Based on our findings, it seems that patients undergoing RC are relatively old with multiple comorbidities [21, 22]. In Germany, continent urinary diversions such as neobladder are performed in about one-third of patients, predominantly in high-volume centers, while minimally invasive techniques are not yet widely implemented, even though they lead to lower transfusion rates [23, 24]. Furthermore, even though the rates of perioperative mortality and morbidity were generally low, acute renal failure and transfusion were among the commonest postoperative complications [25, 26]. Importantly, it seems that, in Germany, most patients display a prolonged hospital stay, which is explained by the fact that the German healthcare insurances cover the perioperative costs. Therefore, clinicians prefer to prolong the patients’ length hospital stay to ensure optimal perioperative management [19, 23]. Interestingly, mortality remained stable throughout the years and the COVID-19 pandemic did not seem to impact the annual number of RCs performed in Germany [27].

Although we provide, to our knowledge, the largest study exploring the annual hospital caseload on perioperative mortality, morbidity, length of hospital stay, and hospital revenues in patients undergoing RC, it should be recognized that our findings were tempered by several limitations. Importantly, our results are based on administrative data, and, therefore, are prone to coding misclassification or inconsistencies. Based on the previous notion, we restricted our morbidity analyses only on sepsis, transfusion and ileus. Similarly, the Clavien-Dindo classification could not be applied. Even though the billing data of the German nationwide inpatient database present a high degree of accuracy, the oncological status of the patients based on their histology, TNM classification, and surgical margins, as well as their laboratory findings are not provided [28]. Accordingly, no data on the annual surgeon’s caseload could be retrieved.
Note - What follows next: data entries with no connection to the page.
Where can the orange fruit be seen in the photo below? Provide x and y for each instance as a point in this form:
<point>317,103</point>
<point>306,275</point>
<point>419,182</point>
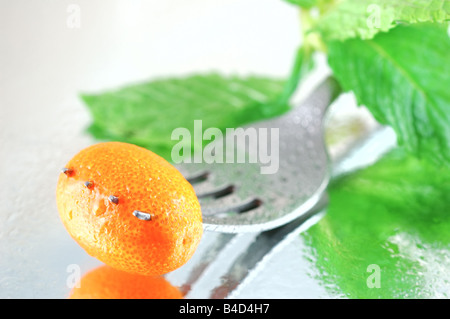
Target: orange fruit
<point>129,208</point>
<point>106,282</point>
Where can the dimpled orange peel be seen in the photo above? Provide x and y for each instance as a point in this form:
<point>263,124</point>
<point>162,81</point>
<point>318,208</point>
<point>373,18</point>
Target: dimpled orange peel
<point>106,282</point>
<point>129,208</point>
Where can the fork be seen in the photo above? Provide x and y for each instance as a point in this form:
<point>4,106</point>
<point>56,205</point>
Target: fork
<point>238,197</point>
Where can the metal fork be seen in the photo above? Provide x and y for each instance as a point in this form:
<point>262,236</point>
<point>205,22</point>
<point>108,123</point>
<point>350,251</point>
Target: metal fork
<point>282,199</point>
<point>240,197</point>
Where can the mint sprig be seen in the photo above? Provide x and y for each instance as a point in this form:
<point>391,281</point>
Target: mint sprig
<point>403,78</point>
<point>394,56</point>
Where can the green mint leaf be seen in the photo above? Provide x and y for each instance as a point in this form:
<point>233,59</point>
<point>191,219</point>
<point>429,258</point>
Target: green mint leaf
<point>146,113</point>
<point>365,18</point>
<point>307,4</point>
<point>392,215</point>
<point>402,77</point>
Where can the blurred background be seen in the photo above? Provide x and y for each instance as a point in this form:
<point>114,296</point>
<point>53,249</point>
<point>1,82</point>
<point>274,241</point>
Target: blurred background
<point>48,56</point>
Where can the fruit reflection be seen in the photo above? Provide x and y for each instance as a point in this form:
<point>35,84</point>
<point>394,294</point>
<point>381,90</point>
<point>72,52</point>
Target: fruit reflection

Nevertheless, for surgeon volume, only limited and conflicting data exist, suggesting that hospital volume is the main driver of perioperative outcomes [29]. It should be also acknowledged that information on morbidity and mortality after hospital discharge, readmission rates, functional outcomes, recurrence rates, as well as follow-up data are not included in the GRAND study, limiting the extrapolation of our findings. Of note, the GRAND study does not also include data on perioperative medication and fast-track treatments. Therefore, no information about the adherence to antimicrobial prophylaxis or the ERAS protocol could be provided. Still, in an attempt to overcome these limitations, we assessed the role of the hospital caseload of RCs in a holistic approach.

Conclusion

The present high-volume, real-world data demonstrate that the annual hospital caseload of RCs is a major driver of morbidity, mortality, length of hospital stay, and hospital revenues. Based on our analyses, hospitals that perform at least 50 annual RCs should be considered referral centers. Similarly, given that patients operated in low-volume hospitals develop more postoperative complications, low-volume hospitals should refer patients to centers that reach the minimum requirement of at least twenty RCs per year. Overall, the GRAND study showcases the potential benefits of bladder cancer care centralization not only for patients and hospitals but also for healthcare policymakers in an attempt to reduce length of hospital stay and inpatient costs.